9. Expected Benefits

• Enhanced Performance: Significant improvement in simulation speeds and computational efficiency.
• Access Control: With SyncHPC, admin could apply access control policies for Jobs, amount of hardware resources (CPU, RAM, GPU, Storage) and even software licenses.
• Cost Control: Reduced ongoing costs compared to cloud-based solutions, with predictable budgetary impacts.

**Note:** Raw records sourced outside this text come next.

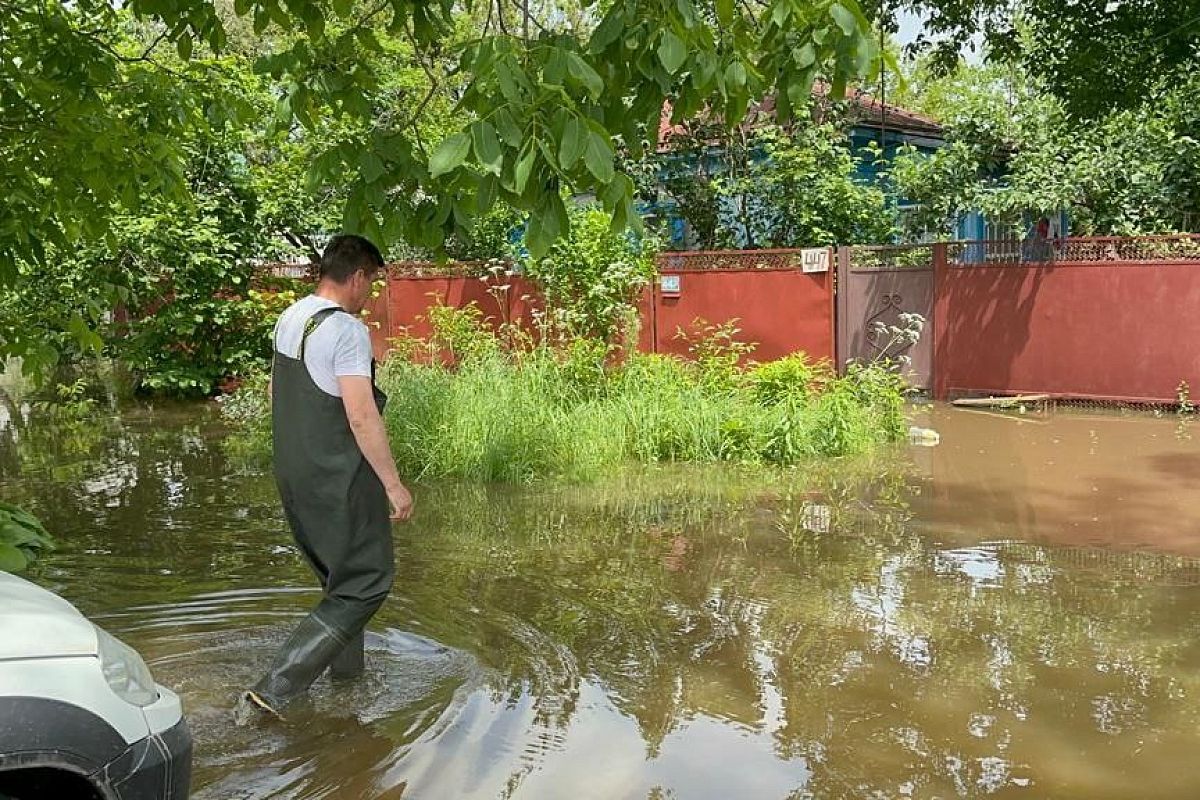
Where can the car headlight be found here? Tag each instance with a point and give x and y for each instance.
(125, 671)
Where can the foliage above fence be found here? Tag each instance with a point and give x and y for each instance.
(1077, 250)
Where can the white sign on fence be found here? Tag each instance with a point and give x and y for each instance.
(815, 259)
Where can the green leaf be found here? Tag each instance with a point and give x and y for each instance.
(804, 56)
(371, 167)
(845, 18)
(449, 155)
(11, 558)
(736, 74)
(485, 196)
(583, 72)
(575, 139)
(609, 30)
(487, 146)
(508, 128)
(598, 156)
(672, 52)
(525, 166)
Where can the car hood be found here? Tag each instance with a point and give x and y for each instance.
(39, 624)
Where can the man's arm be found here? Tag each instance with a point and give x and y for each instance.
(372, 438)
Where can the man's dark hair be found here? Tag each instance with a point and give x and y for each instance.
(346, 254)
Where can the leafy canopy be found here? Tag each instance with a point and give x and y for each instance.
(91, 114)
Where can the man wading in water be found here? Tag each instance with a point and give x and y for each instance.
(334, 469)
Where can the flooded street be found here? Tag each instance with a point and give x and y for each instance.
(1014, 613)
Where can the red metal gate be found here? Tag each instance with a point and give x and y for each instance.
(877, 289)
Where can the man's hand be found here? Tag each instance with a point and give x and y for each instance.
(369, 432)
(401, 503)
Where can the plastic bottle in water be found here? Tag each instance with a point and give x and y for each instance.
(924, 437)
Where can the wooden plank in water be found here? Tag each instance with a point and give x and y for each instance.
(1000, 402)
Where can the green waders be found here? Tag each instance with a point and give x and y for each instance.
(339, 513)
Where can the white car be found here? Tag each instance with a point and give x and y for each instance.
(81, 717)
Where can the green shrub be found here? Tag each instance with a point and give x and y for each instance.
(568, 411)
(792, 377)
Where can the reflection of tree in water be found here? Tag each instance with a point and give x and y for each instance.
(138, 486)
(900, 665)
(805, 607)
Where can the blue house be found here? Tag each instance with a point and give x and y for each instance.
(875, 126)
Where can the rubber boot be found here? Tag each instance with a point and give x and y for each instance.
(311, 648)
(351, 662)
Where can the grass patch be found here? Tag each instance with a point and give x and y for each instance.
(499, 411)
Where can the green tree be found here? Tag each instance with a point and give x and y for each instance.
(1096, 55)
(1014, 151)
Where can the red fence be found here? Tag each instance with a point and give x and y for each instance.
(1095, 318)
(773, 302)
(1092, 318)
(777, 306)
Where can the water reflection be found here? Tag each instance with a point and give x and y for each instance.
(928, 625)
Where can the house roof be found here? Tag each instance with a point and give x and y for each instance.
(864, 109)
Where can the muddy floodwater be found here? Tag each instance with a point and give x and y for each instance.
(1014, 613)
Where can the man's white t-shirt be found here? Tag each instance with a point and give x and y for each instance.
(340, 347)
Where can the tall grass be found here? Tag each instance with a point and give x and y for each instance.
(477, 405)
(504, 414)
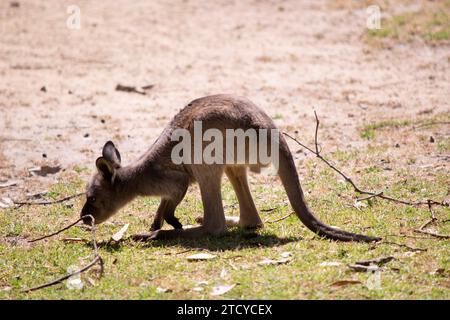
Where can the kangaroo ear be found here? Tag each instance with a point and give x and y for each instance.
(111, 154)
(105, 168)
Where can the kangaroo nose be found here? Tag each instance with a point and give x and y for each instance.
(86, 216)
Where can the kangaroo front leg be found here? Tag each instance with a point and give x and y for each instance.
(209, 180)
(166, 211)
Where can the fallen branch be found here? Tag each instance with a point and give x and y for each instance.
(97, 258)
(402, 245)
(427, 223)
(434, 234)
(359, 190)
(45, 203)
(55, 233)
(282, 218)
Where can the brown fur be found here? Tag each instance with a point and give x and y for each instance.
(154, 174)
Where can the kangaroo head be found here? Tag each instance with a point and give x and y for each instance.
(102, 196)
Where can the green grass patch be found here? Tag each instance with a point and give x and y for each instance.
(431, 22)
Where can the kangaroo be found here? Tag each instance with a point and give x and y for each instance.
(156, 174)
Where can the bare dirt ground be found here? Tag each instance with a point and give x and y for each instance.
(58, 103)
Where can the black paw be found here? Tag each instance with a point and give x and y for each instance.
(175, 223)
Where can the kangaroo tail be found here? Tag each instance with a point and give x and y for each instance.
(291, 183)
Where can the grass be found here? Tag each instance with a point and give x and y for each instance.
(136, 271)
(431, 22)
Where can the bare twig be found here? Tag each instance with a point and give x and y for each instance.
(97, 258)
(282, 218)
(427, 223)
(402, 245)
(434, 234)
(431, 124)
(57, 232)
(359, 190)
(433, 217)
(44, 203)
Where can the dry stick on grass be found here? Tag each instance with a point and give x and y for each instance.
(282, 218)
(427, 223)
(370, 194)
(97, 258)
(45, 203)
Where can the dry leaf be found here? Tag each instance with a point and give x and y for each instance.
(73, 240)
(267, 262)
(119, 235)
(43, 171)
(10, 183)
(201, 256)
(6, 203)
(224, 274)
(221, 289)
(342, 283)
(363, 268)
(162, 290)
(330, 264)
(378, 261)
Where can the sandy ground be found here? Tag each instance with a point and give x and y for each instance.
(57, 85)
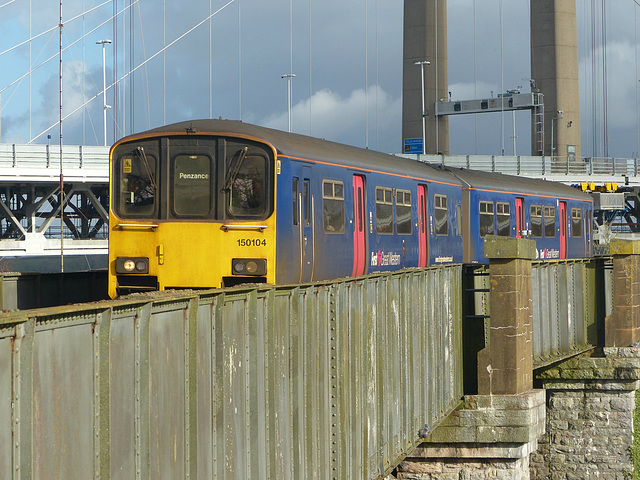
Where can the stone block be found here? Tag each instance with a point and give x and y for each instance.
(624, 247)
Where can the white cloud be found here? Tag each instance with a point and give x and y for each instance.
(342, 119)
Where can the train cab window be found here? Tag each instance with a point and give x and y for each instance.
(245, 175)
(384, 210)
(486, 219)
(536, 220)
(403, 212)
(503, 217)
(441, 214)
(138, 186)
(333, 206)
(191, 185)
(550, 222)
(576, 222)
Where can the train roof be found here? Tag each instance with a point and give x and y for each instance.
(523, 185)
(310, 148)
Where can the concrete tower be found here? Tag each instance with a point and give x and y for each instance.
(554, 67)
(425, 39)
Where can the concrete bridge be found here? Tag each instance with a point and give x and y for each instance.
(520, 369)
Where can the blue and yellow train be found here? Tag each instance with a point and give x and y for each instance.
(211, 203)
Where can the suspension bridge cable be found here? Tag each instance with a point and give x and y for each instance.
(54, 28)
(136, 68)
(32, 69)
(8, 3)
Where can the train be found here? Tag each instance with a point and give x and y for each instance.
(217, 203)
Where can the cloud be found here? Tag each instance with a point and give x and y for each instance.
(342, 119)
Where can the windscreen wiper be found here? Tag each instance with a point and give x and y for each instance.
(234, 168)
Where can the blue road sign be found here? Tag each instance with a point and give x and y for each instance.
(413, 145)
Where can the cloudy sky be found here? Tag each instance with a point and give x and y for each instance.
(346, 55)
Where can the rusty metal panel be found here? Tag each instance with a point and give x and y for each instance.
(7, 420)
(314, 381)
(63, 398)
(124, 399)
(564, 309)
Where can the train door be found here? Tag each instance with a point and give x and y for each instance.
(359, 226)
(307, 246)
(422, 226)
(520, 225)
(563, 229)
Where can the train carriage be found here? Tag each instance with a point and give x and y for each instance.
(214, 203)
(558, 217)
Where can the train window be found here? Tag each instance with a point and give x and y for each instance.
(503, 217)
(441, 214)
(576, 222)
(333, 206)
(384, 210)
(138, 184)
(486, 219)
(403, 212)
(191, 185)
(246, 172)
(296, 202)
(536, 220)
(550, 222)
(306, 198)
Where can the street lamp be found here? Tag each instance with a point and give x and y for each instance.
(289, 76)
(104, 89)
(553, 122)
(424, 113)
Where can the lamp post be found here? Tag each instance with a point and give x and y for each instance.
(424, 113)
(289, 76)
(104, 89)
(553, 123)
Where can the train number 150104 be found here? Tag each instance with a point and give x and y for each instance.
(252, 242)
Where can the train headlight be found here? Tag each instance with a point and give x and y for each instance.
(132, 265)
(249, 266)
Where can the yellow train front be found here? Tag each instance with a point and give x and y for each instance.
(190, 210)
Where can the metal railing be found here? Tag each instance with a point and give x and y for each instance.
(329, 380)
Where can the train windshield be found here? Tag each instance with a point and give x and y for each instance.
(192, 185)
(246, 172)
(206, 178)
(138, 184)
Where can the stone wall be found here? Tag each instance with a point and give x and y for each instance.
(590, 418)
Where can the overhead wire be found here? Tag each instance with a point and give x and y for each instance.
(137, 67)
(53, 28)
(8, 3)
(32, 69)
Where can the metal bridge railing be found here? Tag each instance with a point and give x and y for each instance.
(330, 380)
(539, 166)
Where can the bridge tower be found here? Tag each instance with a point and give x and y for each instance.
(425, 39)
(554, 67)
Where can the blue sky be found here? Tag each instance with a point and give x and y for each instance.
(346, 55)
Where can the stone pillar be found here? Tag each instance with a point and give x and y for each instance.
(590, 413)
(493, 434)
(622, 327)
(505, 366)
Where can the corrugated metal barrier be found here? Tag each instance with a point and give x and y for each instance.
(566, 302)
(328, 381)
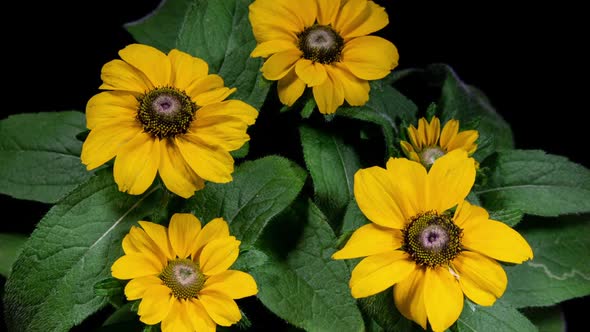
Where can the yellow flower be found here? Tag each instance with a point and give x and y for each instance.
(430, 254)
(322, 44)
(427, 143)
(181, 274)
(164, 114)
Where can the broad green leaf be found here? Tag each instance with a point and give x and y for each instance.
(51, 287)
(332, 164)
(306, 287)
(11, 244)
(260, 190)
(386, 107)
(499, 317)
(535, 183)
(560, 269)
(40, 155)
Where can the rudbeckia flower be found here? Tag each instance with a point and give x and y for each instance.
(427, 241)
(322, 44)
(181, 274)
(427, 143)
(163, 113)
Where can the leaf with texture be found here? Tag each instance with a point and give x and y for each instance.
(535, 183)
(307, 287)
(40, 155)
(260, 190)
(51, 287)
(560, 269)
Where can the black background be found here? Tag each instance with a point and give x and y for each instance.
(529, 60)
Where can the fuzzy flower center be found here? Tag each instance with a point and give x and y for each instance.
(165, 112)
(183, 277)
(320, 43)
(432, 239)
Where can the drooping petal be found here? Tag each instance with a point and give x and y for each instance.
(370, 239)
(150, 61)
(482, 279)
(175, 172)
(379, 272)
(183, 231)
(218, 255)
(409, 294)
(443, 298)
(370, 57)
(233, 284)
(137, 163)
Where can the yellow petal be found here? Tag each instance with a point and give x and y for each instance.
(150, 61)
(223, 310)
(183, 231)
(155, 305)
(186, 69)
(496, 240)
(110, 107)
(137, 163)
(450, 179)
(233, 284)
(372, 192)
(175, 172)
(105, 141)
(290, 88)
(212, 163)
(370, 239)
(360, 18)
(134, 266)
(312, 73)
(379, 272)
(279, 64)
(482, 279)
(444, 298)
(409, 294)
(370, 57)
(214, 229)
(119, 75)
(218, 255)
(136, 288)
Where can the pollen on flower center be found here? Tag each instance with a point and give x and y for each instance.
(165, 112)
(320, 43)
(183, 277)
(432, 239)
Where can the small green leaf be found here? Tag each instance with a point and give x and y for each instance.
(72, 248)
(560, 269)
(40, 155)
(535, 183)
(307, 287)
(10, 247)
(260, 190)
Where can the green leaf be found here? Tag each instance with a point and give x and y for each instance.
(40, 155)
(332, 164)
(498, 317)
(10, 247)
(560, 269)
(260, 190)
(306, 287)
(535, 183)
(51, 287)
(387, 108)
(160, 28)
(220, 33)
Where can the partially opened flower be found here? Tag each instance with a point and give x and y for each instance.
(164, 114)
(322, 44)
(427, 142)
(181, 274)
(427, 241)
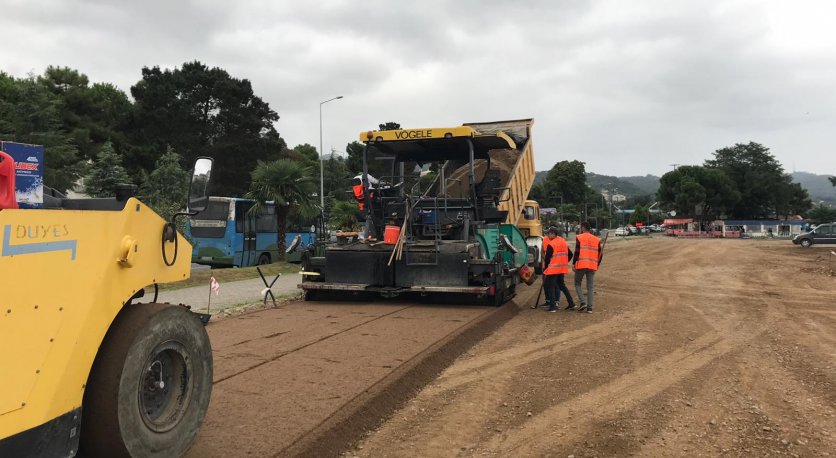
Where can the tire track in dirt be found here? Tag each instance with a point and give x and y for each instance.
(495, 364)
(610, 399)
(703, 312)
(303, 346)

Still, cloud is used by the team for burst scenarios.
• Data Security and Limited Data Movement: Due to centralised system, the control over data security and compliance with regulations can be managed. Also, all 3 workloads (Pre-processing , Simulation and post-processing) were conduction at same centralised location. Hence, data movement was significantly reduced.
• Operational Efficiency: Due to significant reporting and all-in-one solution streamlined the CAE processes. It also reduced downtime and better resource management.

10. Lessons Learned

• Planning is a key: With classification of applications based on compute and storage needs a HPC system can be design to cater the various needs of organisation
• Performance and Reliably cannot be overlooked: As this is HPC system performance is of prime importance. But, similarly if system goes down then it is of no use. Hence, HA based master nodes were used. Also, there was only single GPU node. If it goes down then users cannot do the pre/post processing. For this, organisation had given 4 standard workstations (not high-end) between users.
• Centralised Monitoring and Future Forecast: Management can generate reports to find operational efficiency, usage and forecast future needs.
• User Training: Effective training and support are key to maximizing the utility of HPC resources.

This case study illustrates the critical aspects of setting up an on-premise HPC system, including planning, implementation, and maintenance. Each HPC setup will vary based on specific requirements, but the general principles of careful planning, robust infrastructure, and ongoing support apply universally.